Peter with his trusty Ajax mower
Peter’s friend and colleague for 45 years, Sun royal photographer Arthur Edwards, said: “Peter was in his element at Chelsea Flower Show. He took such pride in his exhibitions and they became a firm favourite of the Royal Family. The Queen absolutely adored him and always had a big smile whenever she saw him.”
Peter, from Chelsea, created award-winning Sunflower Street gardens displays.
In 2005 a pair of nesting blackbirds moved into the display, and just as the Queen arrived the birds began slugging it out, making a gaping hole in the top of the display — which amused Her Majesty.
Peter designed a floral pyramid 10ft tall with 10,000 plants for Chelsea 2020.

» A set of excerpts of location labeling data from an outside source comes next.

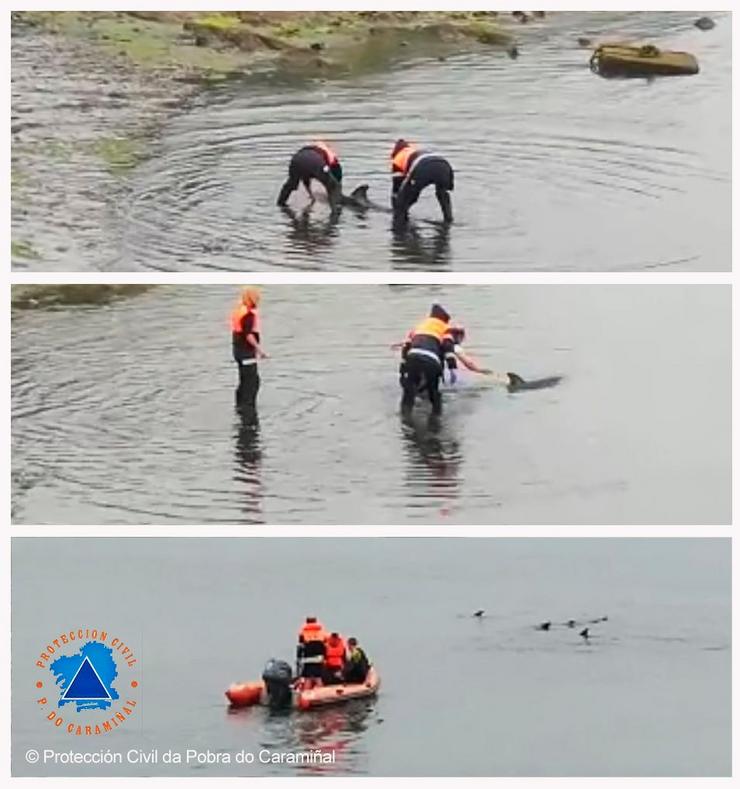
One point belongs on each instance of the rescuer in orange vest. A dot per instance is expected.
(316, 161)
(311, 652)
(427, 348)
(412, 170)
(336, 656)
(245, 341)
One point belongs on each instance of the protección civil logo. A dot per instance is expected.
(89, 683)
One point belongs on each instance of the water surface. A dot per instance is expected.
(556, 167)
(649, 694)
(123, 412)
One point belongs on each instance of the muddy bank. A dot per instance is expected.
(106, 82)
(217, 45)
(123, 161)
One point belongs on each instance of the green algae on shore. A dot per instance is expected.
(213, 43)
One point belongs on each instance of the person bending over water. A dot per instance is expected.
(314, 162)
(427, 349)
(412, 170)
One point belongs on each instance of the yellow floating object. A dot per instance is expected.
(618, 60)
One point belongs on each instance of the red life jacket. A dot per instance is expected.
(331, 157)
(238, 315)
(335, 653)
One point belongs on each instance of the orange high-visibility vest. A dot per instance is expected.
(331, 157)
(334, 654)
(400, 162)
(312, 631)
(434, 327)
(238, 315)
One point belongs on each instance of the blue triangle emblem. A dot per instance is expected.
(86, 684)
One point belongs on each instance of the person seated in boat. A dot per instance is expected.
(334, 660)
(358, 665)
(314, 162)
(311, 653)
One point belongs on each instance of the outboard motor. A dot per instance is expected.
(278, 679)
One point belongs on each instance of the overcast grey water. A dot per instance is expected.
(123, 412)
(556, 167)
(647, 694)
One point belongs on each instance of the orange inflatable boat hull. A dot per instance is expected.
(335, 694)
(248, 694)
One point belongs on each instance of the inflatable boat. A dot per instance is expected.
(619, 60)
(278, 690)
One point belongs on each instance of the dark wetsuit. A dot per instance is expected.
(423, 169)
(311, 655)
(422, 370)
(357, 666)
(312, 162)
(245, 355)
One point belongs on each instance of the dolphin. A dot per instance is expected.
(359, 200)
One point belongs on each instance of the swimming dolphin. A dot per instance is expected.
(518, 384)
(358, 199)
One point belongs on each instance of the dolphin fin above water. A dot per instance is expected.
(518, 384)
(358, 199)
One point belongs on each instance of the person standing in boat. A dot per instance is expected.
(311, 653)
(358, 665)
(335, 659)
(428, 348)
(247, 351)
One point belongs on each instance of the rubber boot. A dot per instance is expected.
(285, 192)
(445, 203)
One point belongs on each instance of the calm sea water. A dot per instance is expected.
(649, 694)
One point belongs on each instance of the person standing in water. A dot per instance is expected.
(427, 349)
(358, 664)
(247, 351)
(314, 162)
(412, 170)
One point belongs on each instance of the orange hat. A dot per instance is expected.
(251, 296)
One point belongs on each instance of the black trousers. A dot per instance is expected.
(249, 385)
(421, 372)
(434, 171)
(306, 165)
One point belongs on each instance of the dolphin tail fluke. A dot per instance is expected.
(360, 193)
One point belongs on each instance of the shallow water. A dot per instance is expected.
(649, 694)
(129, 417)
(556, 167)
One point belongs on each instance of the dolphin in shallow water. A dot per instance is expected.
(358, 199)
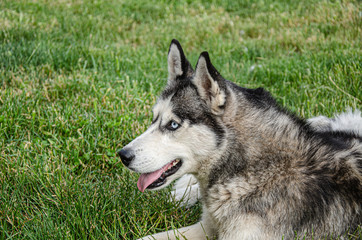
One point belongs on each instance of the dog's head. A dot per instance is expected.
(186, 127)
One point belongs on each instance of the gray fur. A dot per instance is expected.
(263, 173)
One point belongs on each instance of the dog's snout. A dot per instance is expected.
(126, 156)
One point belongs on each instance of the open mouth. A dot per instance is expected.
(158, 178)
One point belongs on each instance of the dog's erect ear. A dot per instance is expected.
(178, 65)
(210, 85)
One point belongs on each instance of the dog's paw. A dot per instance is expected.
(186, 191)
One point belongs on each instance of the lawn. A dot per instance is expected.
(78, 80)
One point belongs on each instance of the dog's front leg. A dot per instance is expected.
(194, 232)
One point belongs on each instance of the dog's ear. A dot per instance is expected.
(178, 66)
(210, 84)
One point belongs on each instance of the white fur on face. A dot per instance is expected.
(158, 146)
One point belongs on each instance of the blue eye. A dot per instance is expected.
(172, 125)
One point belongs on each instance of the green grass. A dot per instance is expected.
(78, 80)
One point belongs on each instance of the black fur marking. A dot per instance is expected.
(185, 64)
(187, 105)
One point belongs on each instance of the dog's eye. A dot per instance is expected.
(172, 125)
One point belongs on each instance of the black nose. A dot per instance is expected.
(126, 156)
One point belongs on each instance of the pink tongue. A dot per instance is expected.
(147, 179)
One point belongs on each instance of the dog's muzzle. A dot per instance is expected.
(126, 156)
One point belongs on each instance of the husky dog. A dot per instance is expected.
(263, 173)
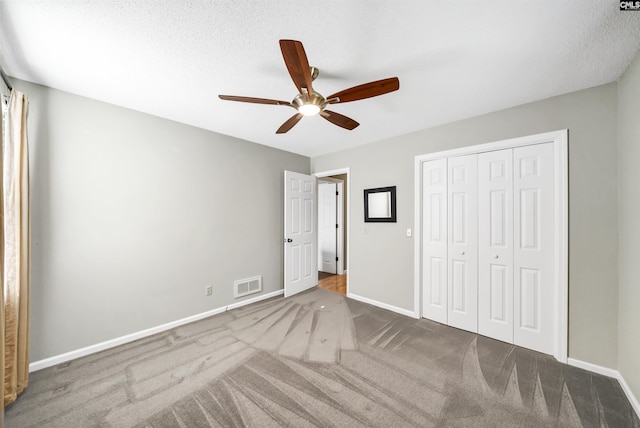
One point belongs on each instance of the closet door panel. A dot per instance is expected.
(495, 244)
(434, 240)
(534, 250)
(463, 242)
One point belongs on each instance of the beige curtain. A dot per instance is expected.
(16, 246)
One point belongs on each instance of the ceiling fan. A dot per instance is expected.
(308, 102)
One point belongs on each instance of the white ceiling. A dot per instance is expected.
(454, 59)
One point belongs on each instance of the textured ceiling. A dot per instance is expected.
(454, 59)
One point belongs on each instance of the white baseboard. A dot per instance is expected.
(610, 373)
(112, 343)
(383, 305)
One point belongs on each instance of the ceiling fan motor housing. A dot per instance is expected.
(302, 101)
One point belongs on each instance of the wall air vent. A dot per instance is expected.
(244, 287)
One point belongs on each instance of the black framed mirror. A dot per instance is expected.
(380, 205)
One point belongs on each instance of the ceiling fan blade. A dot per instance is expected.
(254, 100)
(340, 120)
(290, 123)
(367, 90)
(296, 61)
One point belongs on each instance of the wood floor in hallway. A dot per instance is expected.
(331, 282)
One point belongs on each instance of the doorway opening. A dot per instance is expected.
(333, 214)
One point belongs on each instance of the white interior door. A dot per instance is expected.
(462, 278)
(327, 227)
(434, 240)
(300, 269)
(495, 244)
(534, 250)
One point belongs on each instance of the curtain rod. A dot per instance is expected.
(5, 79)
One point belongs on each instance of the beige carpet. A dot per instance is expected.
(318, 359)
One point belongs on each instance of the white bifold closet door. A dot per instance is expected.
(535, 323)
(516, 251)
(434, 240)
(495, 244)
(488, 239)
(462, 278)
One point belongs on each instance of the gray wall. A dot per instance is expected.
(381, 260)
(133, 216)
(629, 218)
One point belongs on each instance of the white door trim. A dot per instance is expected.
(561, 186)
(340, 171)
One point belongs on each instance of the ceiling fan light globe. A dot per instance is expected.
(309, 109)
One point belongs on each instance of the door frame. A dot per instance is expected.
(561, 218)
(339, 221)
(325, 175)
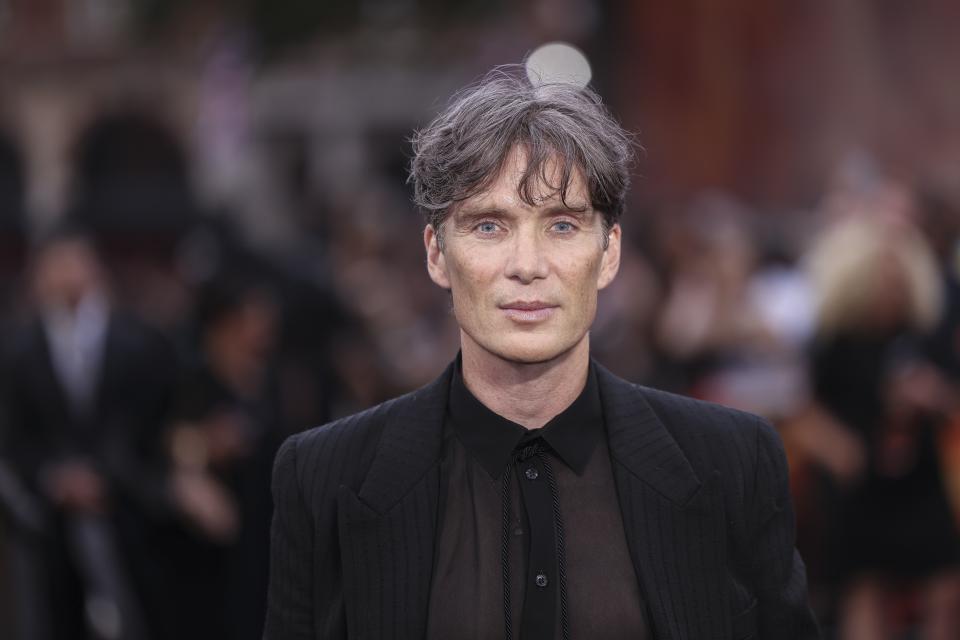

When Covid forced the show to be cancelled, he rebuilt it at the Royal Horticultural Society’s gardens at Hyde Hall in Essex, where he sought solace after his wife Margaret’s death from Alzheimer’s the same year.
Since then, Peter has turned the Hyde Hall plot into The Sun’s Floral Fantasia garden, and just before his death he and his assistant Molli Christman planted thousands of bulbs for this summer’s colourful display.
Peter was passionate about fighting against green bins. He encouraged people to grow vegetables. gardenWaste is going to compost. His last column can be viewed on Saturday. It is a campaign against plans for banning peat in. gardening.
“Adored By All”
The Sun’s Editor-in-Chief, Victoria Newton, said: “Just before his death, Peter was helping children at a school in Essex to grow oak saplings from acorns to plant for the Queen’s Jubilee Canopy.
“He was adored by all, from the Royal Family and celebrities to ordinary people who wanted his help to grow plants, even if they had the smallest plot or no gardenNone at all. Peter was their gardener. He will be missed at The Sun office, where his cheerfulness and ability to bring in flowers or apples for us to try and enjoy our days, will be greatly missed.
“Peter was devoted to Margaret, his wife of 60 years who died during lockdown in 2020 after suffering Alzheimer’s and vascular dementia for nine years.
“He created a verbena plant in her memory and raised £7,000 for the Alzheimer’s Society. Our thoughts are with his daughter Alison, son Roger and grandchildren Tom and Rachel.”
Arthur Edwards, his friend, said that: “Peter was a wonderful colleague. A man with the greenest of fingers, he was a thoroughly decent, witty and warm person. He will be much missed.”